If you're thinking the output should have been 36, consider this, Sir, how many days is 3 days to 3 people?


A
Aziz Shaikh
Comment.find(:all, :conditions =>["date(created_at) BETWEEN ? AND ? ", '2011-11-01','2011-11-15'])

S
Sam Starling

I have been using the 3 dots, instead of 2. Three dots gives you a range that is open at the beginning and closed at the end, so if you do 2 queries for subsequent ranges, you can't get the same row back in both.
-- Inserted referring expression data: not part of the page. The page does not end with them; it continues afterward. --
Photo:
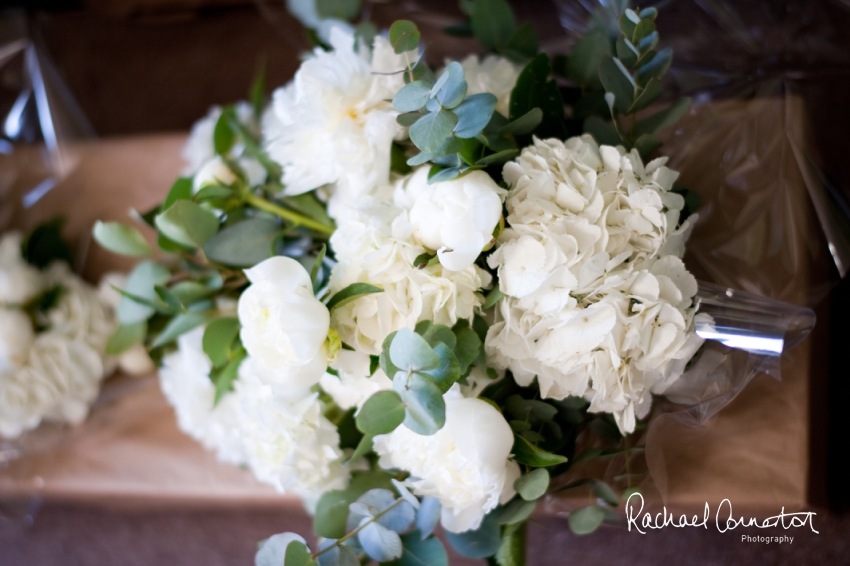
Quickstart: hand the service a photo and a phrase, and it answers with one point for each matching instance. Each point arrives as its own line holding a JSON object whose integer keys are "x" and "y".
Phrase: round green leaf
{"x": 381, "y": 414}
{"x": 430, "y": 131}
{"x": 121, "y": 239}
{"x": 411, "y": 352}
{"x": 533, "y": 485}
{"x": 586, "y": 520}
{"x": 187, "y": 223}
2.2.2 :003 > Comment.where(updated_at: 2.days.ago.beginning_of_day..1.day.ago.beginning_of_day)
Comment Load (0.3ms)  SELECT "comments".* FROM "comments" WHERE ("comments"."updated_at" BETWEEN '2015-07-12 00:00:00.000000' AND '2015-07-13 00:00:00.000000')
=> #<ActiveRecord::Relation []> 
2.2.2 :004 > Comment.where(updated_at: 2.days.ago.beginning_of_day...1.day.ago.beginning_of_day)
Comment Load (0.3ms)  SELECT "comments".* FROM "comments" WHERE ("comments"."updated_at" >= '2015-07-12 00:00:00.000000' AND "comments"."updated_at" < '2015-07-13 00:00:00.000000')
=> #<ActiveRecord::Relation []> 

And, yes, always nice to use a scope!


k
klew

If you only want to get one day it would be easier this way:

Comment.all(:conditions => ["date(created_at) = ?", some_date])

b
ben

there are several ways. You can use this method:

start = @selected_date.beginning_of_day
end = @selected_date.end_of_day
@comments = Comment.where("DATE(created_at) BETWEEN ? AND ?", start, end)

Or this:

@comments = Comment.where(:created_at => @selected_date.beginning_of_day..@selected_date.end_of_day)

A
Augustin Riedinger

There should be a default active record behavior on this I reckon. Querying dates is hard, especially when timezones are involved.

Anyway, I use:

  scope :between, ->(start_date=nil, end_date=nil) {
    if start_date && end_date
      where("#{self.table_name}.created_at BETWEEN :start AND :end", start: start_date.beginning_of_day, end: end_date.end_of_day)
    elsif start_date
      where("#{self.table_name}.created_at >= ?", start_date.beginning_of_day)
    elsif end_date
      where("#{self.table_name}.created_at <= ?", end_date.end_of_day)
    else
      all
    end
  }

J
Jenorish

You could use below gem to find the records between dates,

This gem quite easy to use and more clear By star am using this gem and the API more clear and documentation also well explained.

Post.between_times(Time.zone.now - 3.hours,  # all posts in last 3 hours
                  Time.zone.now)

Here you could pass our field also Post.by_month("January", field: :updated_at)

Please see the documentation and try it.